Kalau ada yang bertanya apa yang membuatnya begitu menyukai Midorima, Akashi sendiri tidak yakin alasan apa yang harus ia berikan. Tentu karena tingkat inteligensi Midorima, juga kecakapannya dalam bekerja, semangatnya untuk mengalahkan Akashi dalam basket dan shogi—padahal masa-masa Teikou itu sudah lama lewat—dan mungkin karena ia adalah yang paling memahami Akashi; memahami dan menerima. (Berapa banyak yang tahan menjalin hubungan dengan seseorang yang memiliki dua kepribadian?—Tapi ia telah belajar untuk melakukan itu dan mencintai dua Akashi Seijurou dengan sama rata.)

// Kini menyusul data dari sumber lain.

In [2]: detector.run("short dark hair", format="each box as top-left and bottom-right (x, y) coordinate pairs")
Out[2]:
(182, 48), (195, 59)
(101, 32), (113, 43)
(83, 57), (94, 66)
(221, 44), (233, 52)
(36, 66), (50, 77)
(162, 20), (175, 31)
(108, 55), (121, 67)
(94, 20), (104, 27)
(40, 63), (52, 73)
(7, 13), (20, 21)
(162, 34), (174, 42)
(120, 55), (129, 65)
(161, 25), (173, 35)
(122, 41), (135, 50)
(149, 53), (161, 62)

Di luar itu sebenarnya Midorima Shintarou seperti bukan jenis orang yang akan dekat Akashi, tidak dengan takhayul konyolnya pada ramalan zodiak, atau barang-barang-keberuntungan-serta-memalukan yang ia bawa ke mana-mana, wajah yang nyaris tidak pernah tersenyum, dan tinggi badannya yang kurang ajar (terima kasih pada dewa-dewa Akashi menguasai ankle break).

Tapi, entah ya, di dunianya yang dikuasai oleh logika, selama ini mungkin Akashi memang mencari seseorang yang sanggup membuatnya tidak bisa memberikan penjelasan rasional. Midorima itu pintar, tapi aneh. (Berapa banyak yang kuat berdekatan dengan orang nyentrik hobi mengomel sepertinya?—Tapi Akashi juga telah belajar untuk mendengarkan dan memikirkan lebih dalam segala perkataan serta tindakannya, dan ia mencintai Midorima Shintarou untuk itu.)

Akashi sendiri tidak tahu apa yang membuatnya benar-benar nyaman ketika Midorima bersamanya, membuatnya berhenti mencari-cari sesuatu yang hilang, berhenti membuatnya merasa tidak lengkap.

Mungkin sebenarnya mereka memang baru benar-benar lengkap saat memiliki satu sama lain.

"Kau tidak makan?" Midorima tiba-tiba berkata.

"Ah?"

"Kau melamun lagi."

Tawa kecil lolos dari bibir Akashi. "Aku hanya sedang memikirkan sesuatu."

"Kau selalu memikirkan sesuatu, Sei."

Ia tersenyum, dengan tulus, dan Midorima mengangkat alis ketika melihat ekspresinya, jarang Akashi tersenyum sungguhan, yang biasanya ia tampilkan hanyalah senyum profesional hasil latihan itu atau senyum sarkastis.

"Kenapa, kau merasa ada yang kurang lagi?" Midorima melirik ke kotak makanan di pangkuan Akashi lalu ke tasnya sendiri. "Kau mau aku menambahkan sesuatu?"

"Tidak, ini baik-baik saja seperti ini, tapi sebenarnya ada sesuatu yang bisa kau lengkapi."

"Apa?"

Akashi meraih jari-jari yang diperban itu, menatap lurus ke matanya yang mirip manik-manik hijau.

"Apartemen. Kalau kau pindah ke tempatku, mungkin kau bisa melengkapi aku."


a/n:

* kakugyo: bishop alias menteri (iyap, bidak yang jadi lucky item midorima waktu mereka tanding semifinal).

* hanami: nontonin bunga (?) intinya sih ya menikmati keindahan bunga (terutama sakura) pas lagi mekar di musim semi, yeah, anda pasti paham maksudnya. /krik

sesungguhnya akamido week ini adalah event yang sangat menyenangkan jadi ngapain sih kita maso apa itu maso saya ga kenal apa itu maso-masoan mending kita menyebar cinta saja /tebarkelopaksakura /lagisakaw

(bikin ending yang bahagia buat akamido sama nagihnya dengan bikinin mereka ending yang sengsara. halp.)